Ayodhya: Is prayer at Mosque essential? SC refuses to refer question to larger Bench
New Delhi, Sep 27: The Supreme Court has refused to refer to a larger Bench a question of law that said Mosque is not integral to Islam. The court said that the 1994 ruling in the Ismail Faruqui case was in the context of peculiar facts.
It was only in the context of peculiar facts that the observation was made. The 1994 judgement said Mosque is not an integral part of Islam only to hold that Mosques are not immune from acquisition, the Bench observed.
Justice Ashok Bhushan while reading out the verdict said that a place of particular significance for practising religion has a different place in law. The acquisition under the 1993 act has already been upheld, he added.

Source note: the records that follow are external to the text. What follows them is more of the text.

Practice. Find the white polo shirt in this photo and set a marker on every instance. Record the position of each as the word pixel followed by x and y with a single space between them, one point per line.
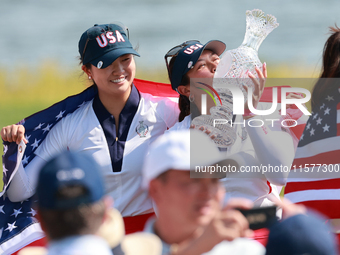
pixel 81 131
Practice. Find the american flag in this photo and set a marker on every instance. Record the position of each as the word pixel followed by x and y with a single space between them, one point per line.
pixel 18 226
pixel 314 179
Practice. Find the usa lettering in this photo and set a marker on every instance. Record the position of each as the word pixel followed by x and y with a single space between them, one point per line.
pixel 192 48
pixel 109 37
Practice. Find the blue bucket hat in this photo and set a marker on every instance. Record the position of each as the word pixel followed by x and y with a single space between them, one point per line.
pixel 65 170
pixel 101 45
pixel 187 55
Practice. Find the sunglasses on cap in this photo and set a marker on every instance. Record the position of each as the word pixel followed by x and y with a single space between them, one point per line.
pixel 173 52
pixel 94 31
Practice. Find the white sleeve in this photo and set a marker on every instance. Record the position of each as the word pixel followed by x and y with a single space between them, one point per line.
pixel 273 149
pixel 24 182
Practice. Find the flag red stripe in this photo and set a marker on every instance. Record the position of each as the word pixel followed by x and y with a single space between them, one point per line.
pixel 330 208
pixel 312 185
pixel 298 130
pixel 329 157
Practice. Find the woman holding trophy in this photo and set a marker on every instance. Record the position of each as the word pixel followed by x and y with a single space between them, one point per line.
pixel 191 71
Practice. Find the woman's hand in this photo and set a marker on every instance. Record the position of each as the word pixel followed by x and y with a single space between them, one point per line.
pixel 13 133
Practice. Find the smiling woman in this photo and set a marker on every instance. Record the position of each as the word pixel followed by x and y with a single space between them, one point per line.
pixel 115 127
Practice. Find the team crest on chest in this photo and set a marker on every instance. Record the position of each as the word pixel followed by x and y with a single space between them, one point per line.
pixel 243 134
pixel 142 129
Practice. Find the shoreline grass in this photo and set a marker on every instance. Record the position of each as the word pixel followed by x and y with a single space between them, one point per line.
pixel 25 91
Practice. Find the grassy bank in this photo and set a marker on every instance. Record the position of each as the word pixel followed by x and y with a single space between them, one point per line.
pixel 27 91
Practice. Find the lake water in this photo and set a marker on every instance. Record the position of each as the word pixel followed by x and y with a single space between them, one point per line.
pixel 34 30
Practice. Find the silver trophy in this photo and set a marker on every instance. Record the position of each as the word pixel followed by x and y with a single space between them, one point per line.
pixel 234 64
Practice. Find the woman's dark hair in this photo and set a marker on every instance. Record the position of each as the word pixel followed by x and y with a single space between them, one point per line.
pixel 330 67
pixel 183 102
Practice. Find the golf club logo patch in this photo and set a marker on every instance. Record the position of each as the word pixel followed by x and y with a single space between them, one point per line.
pixel 142 129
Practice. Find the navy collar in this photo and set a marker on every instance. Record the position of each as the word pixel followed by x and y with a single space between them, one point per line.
pixel 130 106
pixel 116 142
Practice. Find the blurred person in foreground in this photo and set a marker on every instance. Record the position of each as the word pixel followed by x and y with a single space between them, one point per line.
pixel 76 215
pixel 315 182
pixel 190 217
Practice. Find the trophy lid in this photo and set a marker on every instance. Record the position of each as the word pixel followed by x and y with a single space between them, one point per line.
pixel 258 26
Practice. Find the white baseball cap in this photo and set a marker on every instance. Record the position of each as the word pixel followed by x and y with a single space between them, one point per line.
pixel 185 150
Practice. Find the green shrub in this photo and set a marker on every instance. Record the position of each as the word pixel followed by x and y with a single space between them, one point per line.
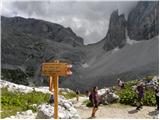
pixel 69 95
pixel 88 103
pixel 11 102
pixel 149 98
pixel 129 96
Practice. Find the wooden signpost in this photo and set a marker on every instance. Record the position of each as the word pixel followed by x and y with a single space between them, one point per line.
pixel 54 70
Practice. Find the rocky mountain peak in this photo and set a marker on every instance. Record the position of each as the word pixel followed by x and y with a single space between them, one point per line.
pixel 143 20
pixel 43 29
pixel 116 32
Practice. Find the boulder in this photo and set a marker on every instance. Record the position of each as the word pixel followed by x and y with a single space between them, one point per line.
pixel 24 115
pixel 108 97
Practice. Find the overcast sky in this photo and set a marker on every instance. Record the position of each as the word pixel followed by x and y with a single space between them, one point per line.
pixel 88 19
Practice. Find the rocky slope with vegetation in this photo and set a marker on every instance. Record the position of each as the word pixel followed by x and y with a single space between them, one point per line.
pixel 124 52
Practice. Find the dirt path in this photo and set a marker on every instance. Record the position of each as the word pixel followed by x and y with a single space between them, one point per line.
pixel 116 111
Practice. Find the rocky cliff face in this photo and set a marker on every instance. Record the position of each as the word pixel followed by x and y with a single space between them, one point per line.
pixel 27 43
pixel 43 29
pixel 116 32
pixel 143 20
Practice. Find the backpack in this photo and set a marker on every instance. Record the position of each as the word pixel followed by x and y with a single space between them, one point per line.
pixel 90 97
pixel 51 99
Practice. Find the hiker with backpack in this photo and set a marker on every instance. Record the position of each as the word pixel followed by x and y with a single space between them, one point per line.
pixel 156 88
pixel 77 94
pixel 94 98
pixel 120 83
pixel 51 100
pixel 140 93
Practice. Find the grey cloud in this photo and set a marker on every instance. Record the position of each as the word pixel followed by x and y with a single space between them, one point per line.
pixel 88 19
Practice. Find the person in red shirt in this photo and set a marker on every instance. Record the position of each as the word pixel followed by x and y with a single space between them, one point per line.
pixel 95 101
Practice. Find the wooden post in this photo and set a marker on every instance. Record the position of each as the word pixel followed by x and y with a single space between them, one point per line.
pixel 54 70
pixel 56 77
pixel 56 97
pixel 50 83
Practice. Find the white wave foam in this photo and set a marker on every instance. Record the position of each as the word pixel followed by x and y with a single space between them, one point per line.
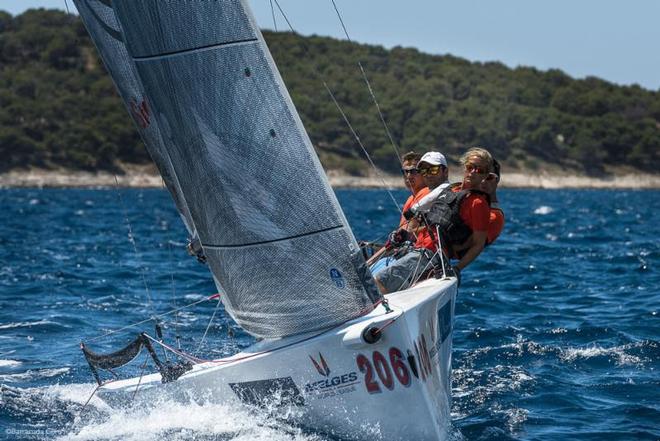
pixel 26 324
pixel 616 353
pixel 176 421
pixel 33 374
pixel 543 210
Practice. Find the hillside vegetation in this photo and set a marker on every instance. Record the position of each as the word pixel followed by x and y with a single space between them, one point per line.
pixel 59 108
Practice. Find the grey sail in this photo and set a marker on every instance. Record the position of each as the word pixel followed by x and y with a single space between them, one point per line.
pixel 105 31
pixel 237 160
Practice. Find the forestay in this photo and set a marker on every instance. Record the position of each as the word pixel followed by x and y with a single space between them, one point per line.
pixel 217 119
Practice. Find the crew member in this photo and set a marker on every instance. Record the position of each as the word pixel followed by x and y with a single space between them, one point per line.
pixel 466 217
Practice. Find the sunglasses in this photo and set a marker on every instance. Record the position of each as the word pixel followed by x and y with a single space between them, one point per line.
pixel 409 171
pixel 435 170
pixel 471 168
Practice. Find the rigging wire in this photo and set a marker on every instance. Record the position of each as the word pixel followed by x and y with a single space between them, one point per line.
pixel 368 84
pixel 272 11
pixel 343 114
pixel 206 331
pixel 131 239
pixel 133 325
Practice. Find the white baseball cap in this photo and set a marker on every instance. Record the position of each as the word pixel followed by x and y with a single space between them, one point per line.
pixel 433 158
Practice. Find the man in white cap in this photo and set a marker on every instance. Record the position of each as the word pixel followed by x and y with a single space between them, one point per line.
pixel 433 167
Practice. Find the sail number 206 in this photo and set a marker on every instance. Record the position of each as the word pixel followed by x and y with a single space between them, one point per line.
pixel 382 371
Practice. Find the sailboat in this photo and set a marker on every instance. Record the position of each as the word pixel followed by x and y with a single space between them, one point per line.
pixel 217 119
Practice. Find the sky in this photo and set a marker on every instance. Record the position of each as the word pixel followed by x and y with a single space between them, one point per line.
pixel 612 39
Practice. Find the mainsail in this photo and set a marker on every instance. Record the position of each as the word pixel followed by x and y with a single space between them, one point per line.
pixel 220 125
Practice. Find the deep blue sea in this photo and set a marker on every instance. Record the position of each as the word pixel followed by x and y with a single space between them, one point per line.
pixel 557 333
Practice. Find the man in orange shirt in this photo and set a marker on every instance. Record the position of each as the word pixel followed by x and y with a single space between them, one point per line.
pixel 457 215
pixel 496 217
pixel 417 186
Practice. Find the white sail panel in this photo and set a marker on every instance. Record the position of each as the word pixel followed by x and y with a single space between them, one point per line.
pixel 274 235
pixel 101 23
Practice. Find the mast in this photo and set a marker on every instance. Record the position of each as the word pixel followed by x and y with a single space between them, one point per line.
pixel 218 121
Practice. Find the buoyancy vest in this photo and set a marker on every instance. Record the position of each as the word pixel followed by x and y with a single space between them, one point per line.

The court also said that the Faruqui judgment does not decide any matter involved in these suits and that the suits must be decided on the basis of their own evidence. The court also said that the observations in the Faruqui case are not relevant for deciding suits or appeals.
The law is not always logical and each judgment is in context of its known facts. All temples, mosques, churches are equally relevant, the court also said. The bench ordered the main Ram Temple case for October 29 and the same will be heard by a three judge Bench.
Justice Abdul Nazeer however dissented in his verdict and said that he did not agree with the orders of the Chief Justice of India, Dipak Misra and Justice Ashok Bhushan. Justice Nazeer said that the question needed to be heard by a 7 judge Bench. The majority should not have dismissed the plea for the larger Bench like this.
While hearing the appeals in the Ram Temple case, the Muslim appellants had pressed that the place fo a Mosque in Islam and the importance of the practise of offering prayers inside a Mosque should first be decided by a five-judge Bench. This should be first answered before the court goes into the title suit, the appellants had also said.
Today, the court would decide on whether to refer this question to a Constitution Bench or not.
The point of contention is whether a Mosque is an essential part of Islam. This point came up when the Bench comprising CJI Misra and Justices Ashok Bhushan and Abdul Nazeer were hearing a batch of appeals arising out of the 2010 verdict of the Allahabad High Court in the Ram Janmabhumi case.
The original observation was made in 1994 in the Dr Ismail Faruqui judgment. While delivering the verdict, the Bench had gone into the aspect, whether a Mosque is an essential part of Islam. The Bench while summarising this aspect said that under the Mohammedan Law applicable in India, title to a Mosque can be lost by adverse possession.
"If that is the position in law, there can be no reason to hold that a Mosque has a unique or special status, higher than that of the places of worship of other religions in secular India to make it immune from acquisition by exercise of the sovereign or prerogative power of the State."
"A mosque is not an essential part of the practice of the religion of Islam and Namaz. Prayer by Muslims can be offered anywhere, even in open. Accordingly, its acquisition is not prohibited by the provisions in the Constitution of India."
Senior counsel Rajeev Dhawan arguing for the Sunni Waqf Board pressed for a reference to the 1994 verdict as it observed that Mosque is not an essential part of Islam and that namaz can be offered even in the open. He said that these comments are questionable and had infiltrated into the judgment of the trial court.
Dhawan said that what is invoked now is a pure question of law as to what essential practises are and how they are to be proved. He said that where the decision is on a pure question of law, then res judicata does not preclude a court from deciding such question differently.